「俺だけが知らなかった号泣サスペンス・・・全てのお兄さんへ・・・」君だけが知らない kossyさんの映画レビュー(感想・評価)
俺だけが知らなかった号泣サスペンス・・・全てのお兄さんへ・・・
キャストをチェックしていなかったため、夫イ・ジフンをずっとクォン・サンウだと思い込んでしまった。こりゃ、俺だけが知らなかった事実?などと、見終わってから愕然。そして、日本において頑なに夫婦別姓を拒んでる人のことも考えてしまった。
イ・ジフンは山の事故で記憶喪失になるくらい重傷を負ってしまった妻キム・スジンを看病し続けていた。元気になったらカナダのバミリオン湖の畔で永住しようと奔走し、幻覚を見るようになったスジンがおかしな行動を取らないかと心配なため常にスマホで位置確認していた。交通事故に遭いそうになった女の子を助けようとしたり、マンションの706号室で殺人が起こると訴えたり・・・
献身的な看病をする夫であったが、どこか怪しい。しきりにカナダのことを口にするし、退院してから住む部屋も違和感がある。記憶が取り戻せないまま海で泳いでみたりしたものの、ある日、元同僚にばったり出会い、自分の職歴を思い出そうとしてみたり、徐々に夫が本物かどうかも確信できないようになる。
記憶喪失と未来予知。ご都合主義的設定でもあるし、ハリウッド映画で似たような展開があったような気がする・・・何の映画だったかは思い出せない。二人の刑事が絡んできて、夫を逮捕させようとも考えたスジン。いかにも夫イ・ジフンが自分を殺そうとしているのじゃないかとミスリードする手法だったのだ。
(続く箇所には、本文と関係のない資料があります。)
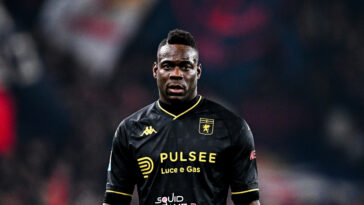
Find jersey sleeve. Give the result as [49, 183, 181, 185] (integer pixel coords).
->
[103, 122, 137, 204]
[229, 119, 259, 204]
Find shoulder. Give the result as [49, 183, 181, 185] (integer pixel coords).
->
[202, 98, 251, 136]
[201, 98, 243, 123]
[116, 101, 158, 132]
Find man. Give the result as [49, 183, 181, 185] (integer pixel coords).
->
[103, 29, 260, 205]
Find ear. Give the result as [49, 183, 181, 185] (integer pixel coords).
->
[153, 62, 158, 78]
[197, 63, 202, 79]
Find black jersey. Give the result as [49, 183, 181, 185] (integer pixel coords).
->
[103, 96, 259, 205]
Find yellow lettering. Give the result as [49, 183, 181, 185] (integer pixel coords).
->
[160, 153, 168, 163]
[186, 166, 200, 173]
[199, 152, 207, 162]
[160, 151, 217, 163]
[209, 153, 216, 163]
[189, 151, 196, 161]
[180, 152, 187, 162]
[170, 152, 178, 162]
[161, 167, 178, 174]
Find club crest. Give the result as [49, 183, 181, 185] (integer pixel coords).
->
[199, 118, 214, 135]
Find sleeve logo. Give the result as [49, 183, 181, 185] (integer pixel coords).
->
[199, 118, 214, 135]
[250, 150, 257, 160]
[137, 157, 154, 178]
[140, 126, 157, 136]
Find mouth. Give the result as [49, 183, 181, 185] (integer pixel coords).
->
[167, 84, 185, 95]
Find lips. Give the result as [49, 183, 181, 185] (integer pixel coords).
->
[167, 84, 185, 94]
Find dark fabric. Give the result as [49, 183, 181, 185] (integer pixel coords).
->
[231, 191, 259, 205]
[103, 192, 132, 205]
[103, 96, 259, 204]
[158, 95, 199, 115]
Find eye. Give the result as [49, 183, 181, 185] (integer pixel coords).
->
[180, 63, 193, 71]
[161, 63, 172, 70]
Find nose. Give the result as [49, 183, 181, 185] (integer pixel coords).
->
[169, 67, 183, 79]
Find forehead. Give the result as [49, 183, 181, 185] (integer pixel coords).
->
[158, 44, 198, 63]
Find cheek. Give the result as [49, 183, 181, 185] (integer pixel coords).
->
[188, 71, 198, 80]
[186, 75, 198, 88]
[156, 74, 168, 86]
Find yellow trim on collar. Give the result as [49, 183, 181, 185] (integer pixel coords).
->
[231, 188, 259, 195]
[106, 190, 133, 197]
[157, 96, 202, 120]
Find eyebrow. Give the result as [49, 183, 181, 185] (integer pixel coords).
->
[160, 60, 194, 65]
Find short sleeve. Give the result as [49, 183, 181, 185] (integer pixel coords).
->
[229, 119, 259, 204]
[103, 122, 137, 204]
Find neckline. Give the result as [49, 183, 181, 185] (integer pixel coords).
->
[157, 95, 202, 120]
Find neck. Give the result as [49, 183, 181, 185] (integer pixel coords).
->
[158, 95, 200, 115]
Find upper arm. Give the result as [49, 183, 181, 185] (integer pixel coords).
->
[229, 119, 260, 204]
[103, 122, 136, 204]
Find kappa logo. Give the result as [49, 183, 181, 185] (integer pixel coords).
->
[137, 157, 154, 178]
[199, 118, 214, 135]
[140, 126, 157, 136]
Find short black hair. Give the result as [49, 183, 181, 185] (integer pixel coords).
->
[158, 29, 198, 52]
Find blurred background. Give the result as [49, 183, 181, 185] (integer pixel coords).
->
[0, 0, 363, 204]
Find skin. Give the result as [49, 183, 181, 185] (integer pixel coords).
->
[153, 44, 201, 105]
[103, 43, 260, 205]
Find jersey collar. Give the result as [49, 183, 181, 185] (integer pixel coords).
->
[157, 95, 202, 120]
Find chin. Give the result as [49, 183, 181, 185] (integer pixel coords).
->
[166, 95, 188, 103]
[167, 95, 185, 101]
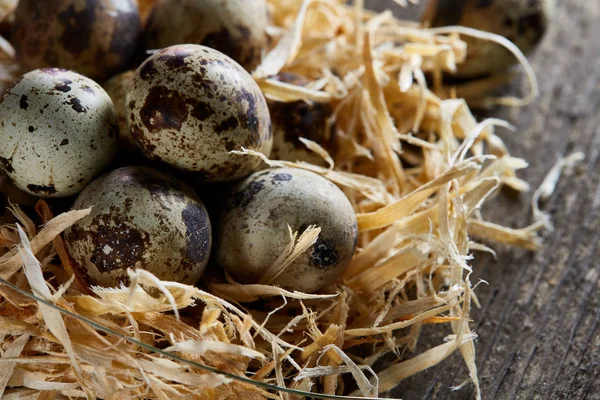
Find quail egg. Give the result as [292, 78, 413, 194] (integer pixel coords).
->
[0, 68, 118, 197]
[12, 0, 141, 81]
[144, 0, 269, 71]
[268, 73, 336, 167]
[103, 70, 135, 149]
[215, 167, 358, 293]
[423, 0, 554, 78]
[64, 166, 212, 288]
[127, 44, 272, 181]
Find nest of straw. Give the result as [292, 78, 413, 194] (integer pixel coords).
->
[0, 0, 549, 399]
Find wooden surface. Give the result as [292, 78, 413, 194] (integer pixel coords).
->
[367, 1, 600, 399]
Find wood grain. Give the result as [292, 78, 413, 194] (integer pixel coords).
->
[366, 1, 600, 399]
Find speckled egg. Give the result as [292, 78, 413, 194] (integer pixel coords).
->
[215, 168, 358, 293]
[127, 44, 272, 181]
[103, 70, 135, 149]
[423, 0, 555, 78]
[64, 166, 212, 288]
[144, 0, 269, 71]
[12, 0, 141, 81]
[268, 73, 336, 167]
[0, 68, 118, 197]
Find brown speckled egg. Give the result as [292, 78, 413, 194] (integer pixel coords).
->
[0, 68, 118, 197]
[144, 0, 268, 72]
[423, 0, 554, 78]
[268, 73, 336, 167]
[12, 0, 141, 81]
[215, 168, 358, 293]
[127, 44, 272, 181]
[64, 166, 212, 288]
[103, 70, 135, 149]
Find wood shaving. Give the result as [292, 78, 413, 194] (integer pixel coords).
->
[531, 152, 585, 230]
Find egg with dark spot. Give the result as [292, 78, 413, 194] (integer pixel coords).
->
[64, 166, 212, 288]
[144, 0, 269, 71]
[268, 73, 336, 166]
[127, 44, 272, 181]
[0, 68, 118, 197]
[103, 70, 135, 149]
[12, 0, 141, 81]
[215, 167, 358, 293]
[423, 0, 554, 78]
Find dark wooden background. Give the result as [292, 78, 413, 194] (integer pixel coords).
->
[367, 1, 600, 399]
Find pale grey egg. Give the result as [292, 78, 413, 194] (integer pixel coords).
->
[127, 44, 272, 181]
[215, 167, 358, 293]
[0, 68, 118, 197]
[64, 166, 212, 288]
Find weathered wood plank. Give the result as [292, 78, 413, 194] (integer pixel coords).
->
[365, 0, 600, 398]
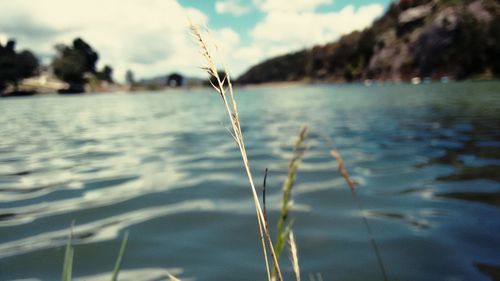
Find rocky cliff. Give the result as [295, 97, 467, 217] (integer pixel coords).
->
[237, 0, 500, 84]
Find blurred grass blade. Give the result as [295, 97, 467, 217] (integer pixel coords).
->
[288, 231, 301, 281]
[275, 126, 308, 259]
[61, 244, 74, 281]
[167, 271, 182, 281]
[308, 273, 323, 281]
[329, 148, 389, 281]
[330, 149, 355, 191]
[111, 232, 129, 281]
[272, 126, 307, 279]
[62, 223, 74, 281]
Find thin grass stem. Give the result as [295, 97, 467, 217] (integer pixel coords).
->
[190, 23, 282, 281]
[61, 222, 75, 281]
[110, 232, 129, 281]
[330, 148, 389, 281]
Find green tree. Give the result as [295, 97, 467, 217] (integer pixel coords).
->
[0, 40, 16, 91]
[72, 38, 98, 73]
[52, 37, 99, 92]
[125, 69, 135, 84]
[96, 65, 113, 83]
[14, 51, 39, 88]
[0, 40, 39, 92]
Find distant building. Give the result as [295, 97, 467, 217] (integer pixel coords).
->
[20, 66, 68, 93]
[167, 73, 184, 87]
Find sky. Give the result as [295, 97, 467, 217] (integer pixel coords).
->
[0, 0, 392, 82]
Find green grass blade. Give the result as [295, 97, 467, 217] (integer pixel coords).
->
[272, 126, 308, 279]
[275, 219, 294, 260]
[61, 246, 74, 281]
[275, 127, 307, 257]
[110, 232, 129, 281]
[62, 224, 74, 281]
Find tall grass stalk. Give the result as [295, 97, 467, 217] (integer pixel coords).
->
[262, 127, 306, 281]
[330, 149, 389, 281]
[275, 126, 308, 259]
[190, 23, 283, 281]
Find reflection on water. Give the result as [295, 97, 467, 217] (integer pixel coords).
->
[0, 82, 499, 281]
[366, 210, 431, 229]
[436, 191, 500, 207]
[477, 263, 500, 281]
[416, 107, 500, 208]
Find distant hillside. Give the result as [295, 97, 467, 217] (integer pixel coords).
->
[237, 0, 500, 84]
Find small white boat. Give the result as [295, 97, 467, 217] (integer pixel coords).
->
[411, 77, 421, 85]
[440, 76, 450, 83]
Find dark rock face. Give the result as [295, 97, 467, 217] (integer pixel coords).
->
[412, 7, 460, 77]
[468, 0, 493, 22]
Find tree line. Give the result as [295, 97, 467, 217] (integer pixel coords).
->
[0, 37, 115, 94]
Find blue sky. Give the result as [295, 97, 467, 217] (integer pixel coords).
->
[180, 0, 392, 53]
[179, 0, 392, 28]
[0, 0, 393, 81]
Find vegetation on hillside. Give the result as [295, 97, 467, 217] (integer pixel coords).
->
[237, 0, 500, 84]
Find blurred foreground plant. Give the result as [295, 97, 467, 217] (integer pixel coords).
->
[61, 224, 129, 281]
[272, 126, 308, 280]
[330, 148, 389, 281]
[190, 23, 283, 281]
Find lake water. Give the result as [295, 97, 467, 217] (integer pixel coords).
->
[0, 82, 499, 281]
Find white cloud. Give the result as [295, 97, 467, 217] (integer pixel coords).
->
[253, 0, 333, 13]
[211, 28, 241, 53]
[250, 4, 384, 59]
[215, 0, 251, 16]
[0, 0, 386, 81]
[0, 0, 212, 81]
[234, 46, 263, 65]
[0, 33, 8, 45]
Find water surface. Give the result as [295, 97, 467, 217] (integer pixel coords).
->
[0, 82, 499, 281]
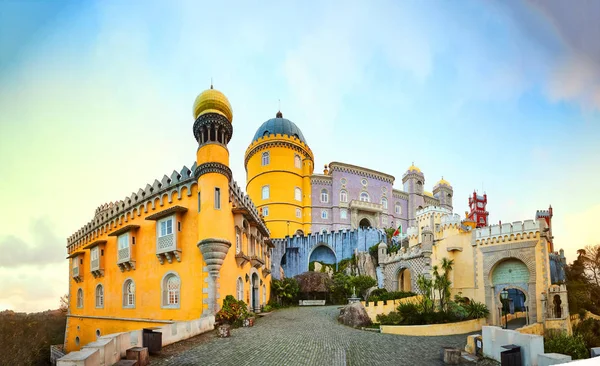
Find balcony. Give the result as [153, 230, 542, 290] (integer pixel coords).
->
[250, 255, 265, 269]
[349, 200, 383, 213]
[235, 251, 250, 266]
[72, 266, 83, 283]
[156, 233, 181, 264]
[90, 258, 104, 278]
[117, 246, 136, 272]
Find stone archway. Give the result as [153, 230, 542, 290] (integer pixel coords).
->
[397, 268, 412, 292]
[487, 257, 535, 326]
[307, 244, 336, 271]
[359, 218, 372, 228]
[251, 272, 260, 312]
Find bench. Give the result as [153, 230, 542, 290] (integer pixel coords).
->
[299, 300, 326, 306]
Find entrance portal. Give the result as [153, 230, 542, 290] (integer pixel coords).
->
[492, 258, 531, 328]
[397, 268, 411, 292]
[359, 218, 371, 228]
[308, 245, 336, 267]
[251, 273, 259, 311]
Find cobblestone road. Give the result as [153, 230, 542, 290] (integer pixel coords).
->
[151, 306, 482, 366]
1999年からは可能になったが、朝鮮や中国で同姓婚禁止という背景も知っておいた方が面白い。キム・スジンとイ・ジフン。壁に飾られていた結婚式の写真の謎や、途中から明かされるキム・ソヌという名前のギミックがストーリーをもり立てる。同じキム姓、もしや?と思わせるテクニック。そして未来を予知していたのではなく、フラッシュバック映像はスジンのトラウマとなる忌まわしい過去の記憶だったのだ。さらに夫の腕時計や、鳥の彫刻ネックレスといった小物も心地よく解決。
さすがに廃ビルとなったクライマックス舞台やマンション火災などはやり過ぎ感もあったが、それが悲しい結末へと導いてくれる・・・号泣。ここまでの兄妹愛はなかなか見られない。真実をなかなか打ち明けられない葛藤や、自己犠牲の精神は到底真似できるものじゃない!思いっきり泣きました。惜しむらくは中盤までの展開だろうか、海のシーンが良かっただけに残念。
○教訓:久しぶりに会って名前が思い出せない女性がいたら、「美人になってるのでわからなかった」と言おう。